Hooker: You seem like a guy that has the same demeanor each and every week despite whether it's a win or a loss. Does it ever become a grind when the results aren't what you want them to be?
Wilcox: Nobody wants to lose. Nobody on the planet wants to lose, and I think what's important for us - and Coach Dooley says - you aren't focused on winning and losing. You are focused on your opponent but we are more focused on ourselves and how do we prepare, how do we improve our focus, how do we improve our preparation? The biggest thing comes down to executing, whether you're playing in practice, whether you're playing Alabama or Memphis, or the Atlanta Falcons. It doesn't matter. It's all about how you execute the call and the technique and that's what is really important.

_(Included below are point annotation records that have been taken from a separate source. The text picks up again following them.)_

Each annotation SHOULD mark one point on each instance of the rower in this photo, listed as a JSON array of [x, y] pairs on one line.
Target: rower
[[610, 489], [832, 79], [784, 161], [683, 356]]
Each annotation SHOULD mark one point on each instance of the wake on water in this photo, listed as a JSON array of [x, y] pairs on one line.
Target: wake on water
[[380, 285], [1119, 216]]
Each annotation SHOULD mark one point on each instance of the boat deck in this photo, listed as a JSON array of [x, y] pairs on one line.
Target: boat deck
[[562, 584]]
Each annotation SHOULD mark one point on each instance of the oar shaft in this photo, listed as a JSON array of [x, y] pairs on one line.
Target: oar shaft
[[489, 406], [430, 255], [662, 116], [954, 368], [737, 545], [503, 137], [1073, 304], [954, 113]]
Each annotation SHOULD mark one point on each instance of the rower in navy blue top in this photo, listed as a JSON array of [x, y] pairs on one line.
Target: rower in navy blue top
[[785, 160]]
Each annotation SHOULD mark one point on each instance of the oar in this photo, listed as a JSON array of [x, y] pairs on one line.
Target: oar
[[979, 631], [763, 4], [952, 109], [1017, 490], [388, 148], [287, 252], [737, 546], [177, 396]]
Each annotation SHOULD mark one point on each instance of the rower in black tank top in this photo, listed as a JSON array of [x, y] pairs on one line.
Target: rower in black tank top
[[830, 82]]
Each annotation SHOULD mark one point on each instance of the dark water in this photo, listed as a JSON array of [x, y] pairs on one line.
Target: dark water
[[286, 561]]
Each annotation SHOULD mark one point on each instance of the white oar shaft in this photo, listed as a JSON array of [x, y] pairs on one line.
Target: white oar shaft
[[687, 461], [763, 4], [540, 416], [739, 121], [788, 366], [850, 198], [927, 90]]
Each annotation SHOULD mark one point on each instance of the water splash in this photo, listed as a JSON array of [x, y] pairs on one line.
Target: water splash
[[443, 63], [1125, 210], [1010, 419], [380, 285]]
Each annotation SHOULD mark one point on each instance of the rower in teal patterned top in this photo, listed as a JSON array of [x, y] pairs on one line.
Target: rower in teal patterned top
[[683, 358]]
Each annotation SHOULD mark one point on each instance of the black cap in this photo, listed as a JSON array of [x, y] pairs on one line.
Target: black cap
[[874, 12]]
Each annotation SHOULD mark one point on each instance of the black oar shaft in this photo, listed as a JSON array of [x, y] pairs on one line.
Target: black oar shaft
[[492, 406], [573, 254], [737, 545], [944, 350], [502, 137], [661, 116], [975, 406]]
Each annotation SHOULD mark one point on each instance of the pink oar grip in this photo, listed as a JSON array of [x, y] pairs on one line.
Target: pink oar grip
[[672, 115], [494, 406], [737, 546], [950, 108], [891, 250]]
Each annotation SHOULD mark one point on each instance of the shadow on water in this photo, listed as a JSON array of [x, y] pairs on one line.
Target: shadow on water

As long as we are making progress there that is what we need to be focused on, and if we do that all that other stuff comes. When you start focusing on the wrong things then you are just setting yourself up for failure. As a coach, we go into every week thinking that we are going to win the game and play well and practice well and all that, but does it always happen? It doesn't, no. But we've got to stay the course on it and the players have to stay the course on it and all of us together have to fix it and make it right. But it's not some magic pill. It's not some magic defense. It's not some magic player. It's everybody doing their job to the best of their ability so that we can go out there and execute on Saturdays and that's where it'll produce results.
Hooker: Have you been surprised by anything in the SEC this year?
Wilcox: I guess it's a two level question. Player-wise there is no doubt this is the best size and speed. The size and speed is different from any other conference I've been in, and I expected that. There are a certain number of plays that are out there in football, and we've seen those plays before. Inside/Outside zone people run that everywhere. Power: they run that everywhere.
So, I think for us it's been more execution and being consistent on those things and there is a lot that is involved with that. It's an awesome league. It really is. It's an awesome place to compete and play and to coach in. It's exciting, and for us it's about those things. It's about getting those guys to prepare well and to go out and execute well. In terms of the plays, we've seen zone read before. We've seen power before. It's no different that way.